At this point there is no good API to help align the two. GL seems to only have GL_NEAREST and GL_LINEAR when not dealing with mipmaps. DRM/KMS provides “Default” and “Nearest Neighbor” via the SCALING_FILTER property. While this allows us to use a nearest neighbor filter in both cases that’s undesirable since it’ll make the image worse in both cases.
Seeing is believing
When I started this work I asked myself: How do I see whether a surface is a candidate for offloading? How do I see which actual surface is being offloaded?
To solve this I worked with Claude to create a plugin that marks surfaces and their offload status:

It’s quite useful to see immediately which surfaces are candidates, and why they might fail to offload.
I’ve also added a new tab to dynamically toggle HW composition and and off. The screenshot shows toggles for 3D LUT and tone-mapping and while we can add those as well they don’t always take effect as expected, so I left them out of the branch that’s linked below. But the ability to toggle HW composition is quite powerful when debugging HW composition issues.

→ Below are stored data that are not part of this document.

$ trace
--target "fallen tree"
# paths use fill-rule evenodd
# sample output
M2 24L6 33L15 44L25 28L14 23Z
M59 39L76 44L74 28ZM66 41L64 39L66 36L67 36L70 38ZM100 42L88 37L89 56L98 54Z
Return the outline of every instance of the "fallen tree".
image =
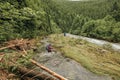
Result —
M20 75L21 79L24 79L25 77L29 77L31 79L39 79L39 80L45 80L45 79L46 80L57 80L52 76L49 76L49 75L46 75L44 73L34 71L31 69L17 67L16 69L14 69L14 71L12 71L13 68L14 68L14 66L11 66L10 72L12 72L16 75Z
M7 46L1 47L0 50L12 48L12 49L19 49L22 50L23 48L30 47L31 41L27 39L20 39L20 40L11 40L9 42L6 42Z
M25 57L25 55L27 55L27 52L25 51L25 49L23 49L23 51L24 51L25 54L22 54L22 56ZM36 66L40 67L41 69L45 70L46 72L48 72L48 73L51 74L52 76L58 78L59 80L68 80L68 79L64 78L63 76L55 73L54 71L48 69L47 67L41 65L40 63L36 62L35 60L33 60L33 59L29 59L29 60L30 60L30 62L32 62L32 63L35 64Z
M20 40L20 41L18 41L18 43L14 43L14 44L10 44L9 46L2 47L2 48L0 48L0 50L4 50L4 49L7 49L7 48L12 48L12 47L16 47L16 46L19 47L20 45L28 44L28 43L29 43L29 41L24 42L23 40ZM25 51L24 47L22 47L22 50L23 50L23 52L25 53L25 54L22 54L22 56L23 56L23 57L26 57L25 55L27 55L27 52ZM56 78L59 79L59 80L68 80L68 79L64 78L63 76L55 73L54 71L48 69L47 67L41 65L40 63L36 62L36 61L33 60L33 59L29 59L29 61L30 61L31 63L33 63L34 65L40 67L40 68L43 69L44 71L48 72L51 76L56 77ZM20 74L25 74L25 73L28 73L28 71L29 71L29 70L27 70L27 69L23 69L23 68L20 68L20 67L17 67L17 70L18 70L18 72L20 72ZM40 75L40 74L41 74L41 75ZM31 76L36 76L36 77L37 77L38 79L40 79L40 80L44 80L44 79L46 79L46 78L48 78L47 80L55 80L54 78L52 78L52 77L50 77L50 76L48 76L48 75L45 75L45 74L42 74L42 73L39 73L39 72L35 72L35 71L32 71L32 72L26 74L26 76L29 76L29 77L31 77Z
M33 64L35 64L36 66L40 67L41 69L43 69L43 70L45 70L46 72L48 72L49 74L51 74L52 76L58 78L59 80L68 80L68 79L64 78L63 76L55 73L54 71L48 69L47 67L39 64L39 63L36 62L35 60L30 59L30 61L31 61Z

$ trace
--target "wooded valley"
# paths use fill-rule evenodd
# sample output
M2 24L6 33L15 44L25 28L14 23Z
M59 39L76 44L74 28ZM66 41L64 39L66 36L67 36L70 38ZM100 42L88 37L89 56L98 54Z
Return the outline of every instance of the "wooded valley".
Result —
M0 0L0 42L67 32L120 41L120 1Z
M0 0L0 80L120 80L119 43L120 0Z

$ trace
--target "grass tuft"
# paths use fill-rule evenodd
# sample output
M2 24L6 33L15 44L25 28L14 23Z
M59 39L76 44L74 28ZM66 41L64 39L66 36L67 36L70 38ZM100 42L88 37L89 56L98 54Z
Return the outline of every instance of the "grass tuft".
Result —
M76 60L91 72L99 75L109 74L113 80L120 80L120 53L111 50L110 45L100 47L81 39L64 37L61 34L50 35L50 42L65 57Z

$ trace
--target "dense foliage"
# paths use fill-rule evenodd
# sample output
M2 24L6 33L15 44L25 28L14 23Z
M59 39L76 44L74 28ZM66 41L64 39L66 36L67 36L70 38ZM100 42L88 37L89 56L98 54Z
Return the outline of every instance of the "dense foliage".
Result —
M0 42L68 32L120 42L120 0L0 0Z
M54 0L61 11L55 20L63 31L120 42L120 1Z
M0 0L0 42L60 32L43 9L46 5L41 2L42 0Z

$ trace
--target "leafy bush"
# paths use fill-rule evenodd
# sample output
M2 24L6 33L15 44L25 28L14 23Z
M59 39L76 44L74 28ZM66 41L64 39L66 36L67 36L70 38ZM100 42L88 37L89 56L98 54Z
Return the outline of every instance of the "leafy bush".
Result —
M56 23L50 20L46 12L29 7L16 8L8 2L0 2L0 43L15 38L34 38L47 33L61 32ZM53 29L52 29L53 28Z

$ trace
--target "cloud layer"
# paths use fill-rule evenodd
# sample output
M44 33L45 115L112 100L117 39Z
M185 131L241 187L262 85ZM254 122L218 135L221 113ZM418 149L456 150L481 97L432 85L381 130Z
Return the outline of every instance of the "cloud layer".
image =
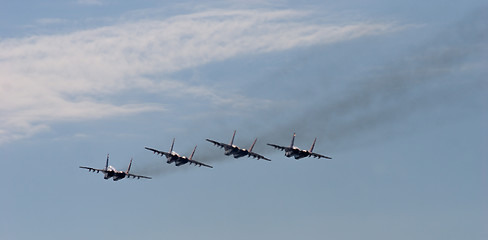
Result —
M0 143L58 121L162 111L161 104L114 100L124 91L187 94L213 104L239 101L172 73L248 54L288 50L394 31L383 23L330 25L295 10L209 10L121 22L62 35L0 42ZM152 77L148 77L152 76ZM154 77L157 76L157 77Z

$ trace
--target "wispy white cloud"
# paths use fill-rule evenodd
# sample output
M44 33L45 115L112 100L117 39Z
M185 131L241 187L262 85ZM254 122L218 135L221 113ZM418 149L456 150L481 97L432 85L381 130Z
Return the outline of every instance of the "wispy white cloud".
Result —
M3 40L0 143L31 136L56 121L163 109L151 103L111 101L111 96L134 88L175 96L191 93L213 104L256 105L244 96L231 99L164 76L239 55L328 44L397 28L388 23L310 23L309 16L310 12L296 10L209 10ZM95 100L98 95L106 97Z

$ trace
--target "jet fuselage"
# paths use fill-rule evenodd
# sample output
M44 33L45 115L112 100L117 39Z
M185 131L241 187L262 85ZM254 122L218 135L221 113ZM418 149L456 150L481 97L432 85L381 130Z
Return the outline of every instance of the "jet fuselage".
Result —
M178 153L171 152L171 156L168 156L166 158L168 159L168 161L166 161L166 163L172 163L172 162L178 161L178 159L180 158L180 155Z
M109 166L107 171L105 172L103 178L104 179L109 179L113 178L114 181L118 181L120 179L123 179L126 177L126 173L122 171L117 171L114 167Z
M295 159L300 159L304 157L310 156L310 153L307 150L301 150L297 147L289 148L285 151L286 157L295 157Z
M234 158L244 157L249 153L246 149L240 149L239 147L232 145L232 147L225 148L225 155L234 155Z
M171 164L175 163L176 166L181 166L188 163L188 158L183 156L181 157L178 153L171 152L171 156L167 157L168 161L166 163Z
M118 171L118 172L115 172L115 175L113 176L113 178L114 178L114 181L119 181L120 179L125 178L125 176L126 176L125 172Z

kwin branch on top of csc-3dlut branch
UMR DCN tab
DCN HW programming can be logged via the amdgpu_dm_dtn_log debug log debugfs. But that log is quite extensive. It can be useful to show this in UMR with auto-update functionality to see programmed settings immediately.

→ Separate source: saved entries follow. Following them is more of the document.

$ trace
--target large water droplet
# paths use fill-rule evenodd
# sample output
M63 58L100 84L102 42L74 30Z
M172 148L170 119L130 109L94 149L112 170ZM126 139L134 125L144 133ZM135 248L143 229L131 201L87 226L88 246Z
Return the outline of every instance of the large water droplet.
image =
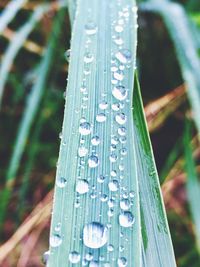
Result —
M56 180L56 185L59 188L64 188L67 185L67 180L64 177L58 177Z
M99 158L96 155L91 155L88 159L90 168L96 168L99 165Z
M108 241L108 228L99 222L88 223L83 229L84 245L97 249L103 247Z
M78 263L81 259L80 254L77 251L72 251L69 254L69 261L71 263Z
M85 31L88 35L93 35L97 32L97 25L90 21L85 25Z
M65 59L67 60L67 62L69 62L70 60L70 53L71 53L71 50L68 49L66 52L65 52Z
M119 182L117 180L112 180L108 183L108 188L112 192L117 191L119 189Z
M99 183L103 183L105 181L106 177L103 176L103 175L100 175L98 178L97 178L97 182Z
M104 122L106 121L106 115L104 113L99 113L96 115L96 121Z
M119 123L120 125L122 124L125 124L126 123L126 115L124 113L118 113L116 116L115 116L115 120L117 123Z
M89 191L89 183L85 179L78 180L76 185L76 192L79 194L85 194Z
M82 135L88 135L91 133L91 126L89 122L82 122L79 126L79 133Z
M135 218L130 211L124 211L119 215L119 224L122 227L131 227L135 222Z
M129 64L132 59L131 51L128 49L121 49L115 56L122 64Z
M127 95L128 95L128 91L127 89L122 86L122 85L119 85L119 86L115 86L112 90L112 95L122 101L122 100L125 100L127 98Z
M127 266L127 259L125 257L119 258L118 261L117 261L117 265L119 267L125 267L125 266Z
M49 240L50 246L55 248L62 244L62 238L58 234L53 234Z

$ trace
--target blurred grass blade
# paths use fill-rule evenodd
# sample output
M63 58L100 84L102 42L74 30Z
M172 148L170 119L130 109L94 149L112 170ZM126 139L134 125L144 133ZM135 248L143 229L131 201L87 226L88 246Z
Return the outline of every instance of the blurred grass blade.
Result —
M12 0L0 14L0 34L13 20L17 12L27 2L27 0Z
M141 8L163 17L176 49L182 75L188 87L193 118L200 133L200 60L187 14L181 5L161 0L148 1L141 4Z
M90 266L141 266L131 111L136 27L132 0L77 2L49 267L84 266L85 257Z
M197 246L200 252L200 183L198 181L198 176L195 169L195 162L192 155L192 135L190 124L191 123L189 121L186 121L184 134L185 168L187 172L186 189L190 210L195 226Z
M26 22L14 35L12 42L8 46L3 59L0 65L0 105L2 102L2 96L4 91L4 86L7 81L9 71L13 64L13 61L23 46L24 42L28 38L28 35L34 29L36 23L42 18L44 12L49 10L49 5L39 6L37 7L31 18Z
M133 120L141 204L143 267L175 267L171 236L137 77L133 94Z
M53 63L53 55L56 51L56 45L58 42L59 34L61 32L61 24L63 19L64 19L64 12L60 11L60 13L55 18L47 50L38 67L37 79L27 98L25 110L19 125L19 130L15 141L14 151L8 167L8 172L6 176L6 185L0 198L1 226L4 223L5 211L10 198L12 187L16 179L17 170L19 168L20 160L24 152L30 128L36 116L37 110L39 108L39 104L45 89L45 84L47 82L49 70Z

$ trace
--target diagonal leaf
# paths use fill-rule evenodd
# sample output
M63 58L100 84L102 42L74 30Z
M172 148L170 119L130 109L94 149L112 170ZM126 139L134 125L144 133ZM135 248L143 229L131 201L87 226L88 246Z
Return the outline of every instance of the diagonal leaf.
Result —
M133 120L140 191L143 267L175 267L171 236L137 78L133 94Z
M0 14L0 34L5 30L7 25L13 20L20 8L27 0L12 0Z
M43 14L49 10L49 8L49 5L37 7L28 22L26 22L15 33L12 42L8 46L0 64L0 105L2 101L4 86L17 53L20 51L25 40L28 38L28 35L34 29L36 23L42 18Z
M197 172L195 169L195 162L192 155L191 146L191 129L190 123L186 121L185 134L184 134L184 150L185 150L185 168L187 172L187 195L190 205L193 222L195 225L196 241L200 252L200 183L198 181Z
M148 1L141 4L141 8L163 17L176 49L182 75L188 87L193 118L200 133L200 60L187 14L181 5L164 0Z
M79 0L76 12L48 266L140 267L136 8L132 0Z

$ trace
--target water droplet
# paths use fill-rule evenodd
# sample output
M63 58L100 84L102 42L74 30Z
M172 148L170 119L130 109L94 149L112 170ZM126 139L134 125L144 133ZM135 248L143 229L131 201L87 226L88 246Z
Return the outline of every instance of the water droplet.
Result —
M108 200L108 207L109 207L109 208L113 208L114 205L115 205L115 201L114 201L114 199L113 199L113 198L109 199L109 200Z
M102 101L101 103L99 103L99 108L102 110L105 110L108 108L108 103L106 101Z
M106 121L106 115L104 113L99 113L96 115L96 121L104 122Z
M56 185L59 188L64 188L67 184L67 180L64 177L58 177L58 179L56 180Z
M84 55L84 62L85 63L91 63L94 60L94 56L91 53L86 53Z
M108 247L107 247L107 250L108 250L109 252L112 252L112 251L114 250L113 245L112 245L112 244L109 244Z
M130 211L124 211L119 215L119 224L122 227L131 227L135 222L135 218Z
M90 21L85 25L85 31L88 35L94 35L97 32L97 25Z
M90 168L96 168L99 165L99 158L95 155L91 155L88 159L88 165Z
M99 183L103 183L105 181L106 177L103 176L103 175L100 175L98 178L97 178L97 182Z
M49 256L50 256L50 251L45 251L44 254L42 255L42 263L44 263L45 265L47 265L48 260L49 260Z
M126 135L126 128L125 127L119 127L117 132L119 135L124 136L124 135Z
M129 64L132 59L131 51L128 49L121 49L115 56L122 64Z
M89 122L82 122L79 126L79 133L82 135L88 135L91 133L91 126Z
M126 115L124 113L118 113L116 116L115 116L115 120L117 123L119 123L120 125L122 124L125 124L126 123Z
M124 28L122 27L122 25L116 25L115 26L115 31L116 32L123 32Z
M85 194L89 191L89 183L85 179L78 180L76 185L76 192L79 194Z
M120 100L120 101L123 101L127 98L127 95L128 95L128 91L127 89L122 86L122 85L118 85L118 86L115 86L112 90L112 95Z
M127 149L125 147L123 147L121 150L120 150L120 154L122 156L125 156L127 154Z
M119 70L119 71L116 71L114 72L113 74L114 78L118 81L122 81L124 79L124 72Z
M108 200L108 196L106 194L103 194L101 197L100 197L100 200L102 202L106 202Z
M122 210L128 210L130 208L130 201L126 198L123 198L121 201L120 201L120 208Z
M125 257L121 257L117 260L117 265L119 267L125 267L127 266L127 259Z
M67 62L69 62L70 60L70 53L71 53L71 50L68 49L66 52L65 52L65 59L67 60Z
M71 263L78 263L81 259L80 254L77 251L72 251L69 254L69 261Z
M116 45L123 45L124 41L122 38L117 37L114 42L116 43Z
M120 109L120 104L119 103L112 104L112 110L118 111L119 109Z
M99 136L95 135L91 139L91 143L93 146L98 146L100 144L100 138Z
M117 180L112 180L108 183L108 188L112 192L117 191L119 189L119 182Z
M62 238L58 234L53 234L50 237L50 246L53 248L59 247L62 244Z
M115 155L114 153L112 153L110 155L110 162L116 162L116 160L117 160L117 155Z
M117 136L112 137L111 144L117 145L119 143L119 138Z
M100 267L98 261L91 261L89 267Z
M79 157L85 157L88 154L88 149L84 146L78 148Z
M86 224L83 229L83 242L86 247L97 249L108 241L108 228L99 222Z
M92 255L92 253L88 252L88 253L85 255L85 259L86 259L87 261L91 261L91 260L93 259L93 255Z
M134 198L135 197L135 192L134 191L130 191L129 196L130 196L130 198Z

The code still needs a fair bit of work as this was the first time I used Claude for something extensive like this. I plan to post it eventually.
A Brief Note on LLMs
I used Claude Sonnet extensively for this work (it basically wrote all the code), so I thought it prudent to leave a couple thoughts on it.

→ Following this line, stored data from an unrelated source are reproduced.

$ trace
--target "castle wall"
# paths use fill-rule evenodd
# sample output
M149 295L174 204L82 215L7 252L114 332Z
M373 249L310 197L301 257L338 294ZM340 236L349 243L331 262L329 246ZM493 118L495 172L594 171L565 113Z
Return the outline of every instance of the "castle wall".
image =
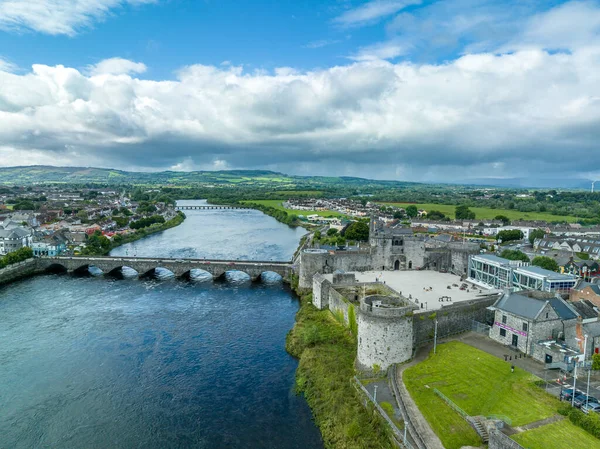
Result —
M322 274L313 276L313 298L312 302L317 309L323 310L329 307L329 289L331 282L323 277Z
M331 310L334 315L343 316L346 326L350 323L348 319L348 309L350 307L353 307L352 304L350 304L340 292L334 288L329 290L329 310Z
M315 274L331 274L336 270L369 271L373 269L370 251L337 251L335 253L303 252L300 258L300 288L311 288Z
M433 341L435 320L438 321L438 339L470 331L473 320L486 321L487 307L493 305L497 295L442 306L441 309L419 310L413 317L414 347ZM434 315L435 313L435 315Z
M412 357L412 340L411 316L378 317L361 309L356 365L364 371L378 365L385 371L393 363L402 363Z

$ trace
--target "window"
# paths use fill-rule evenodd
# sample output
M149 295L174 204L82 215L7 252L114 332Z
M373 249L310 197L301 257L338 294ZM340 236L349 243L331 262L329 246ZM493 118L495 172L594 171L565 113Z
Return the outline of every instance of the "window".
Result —
M506 337L506 329L500 329L500 336Z
M546 312L546 319L548 318L548 312Z
M523 323L523 331L527 332L527 323Z
M502 324L506 324L506 315L502 315Z

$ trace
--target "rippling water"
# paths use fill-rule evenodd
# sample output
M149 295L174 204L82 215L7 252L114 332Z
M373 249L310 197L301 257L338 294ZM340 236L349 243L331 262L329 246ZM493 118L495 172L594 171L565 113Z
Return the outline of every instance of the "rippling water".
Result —
M179 201L206 205L205 201ZM185 210L176 228L120 246L113 256L207 259L290 260L303 228L290 228L262 212L248 209Z
M274 258L291 255L300 233L262 220L288 232ZM187 247L222 247L202 235ZM176 238L152 241L185 257ZM43 276L4 287L0 448L322 447L284 348L297 308L273 282Z

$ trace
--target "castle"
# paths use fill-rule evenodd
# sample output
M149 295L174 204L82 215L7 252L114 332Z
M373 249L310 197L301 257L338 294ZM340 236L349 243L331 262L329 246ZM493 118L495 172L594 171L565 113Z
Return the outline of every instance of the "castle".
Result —
M385 371L412 358L415 349L432 341L436 332L443 338L471 330L474 321L486 320L487 307L498 297L495 292L477 290L465 296L452 286L466 277L469 256L474 254L479 254L476 244L415 236L410 229L385 227L371 220L368 247L304 250L299 286L312 289L313 304L331 310L355 334L357 369ZM403 294L402 285L392 288L382 282L358 282L356 276L365 271L407 272L413 288L421 281L433 285L430 279L436 277L439 288L428 294L438 302L427 308L416 295Z
M410 228L386 227L372 218L367 247L355 251L302 251L299 287L311 288L315 274L335 272L430 269L466 276L472 254L479 254L476 243L416 236Z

LLMs are large language models, not actual artificial intelligence. They’re language models, and are designed to work well with language. They’re large and can hold much more context than humans. Use them in ways that uses their strength. I’ve found value in understanding complex code-bases, and creating code that fits within those code-bases.
Don’t stop owning your code. Even if it’s produced by an LLM, take pride and ownership. This means, review what you get from an LLM. Be active in steering it. Don’t throw trash at maintainers. Your name and reputation are on the line.
Next Steps
I’ll be working with relevant communities and maintainers to attempt to upstream these things.
The CSC colorop is probably in a good shape.
The KWin code requires feedback from maintainers. I expect it will need more work.
This also needs more testing. At times I see the 3D LUT fail to apply. I’m not sure whether this is a problem with my kwin code or amdgpu.
I don’t see offload candidate surfaces from many applications where I’d expect to see them. This needs further analysis. For one, I’m unsure what happens with games. The other thing is Youtube in Firefox, which fails to present the video as an offload surface. Some other videos work fine in Firefox, in particular local video playback.
sneaky edit: and power measurements, of course, since that’s the entire reason for this.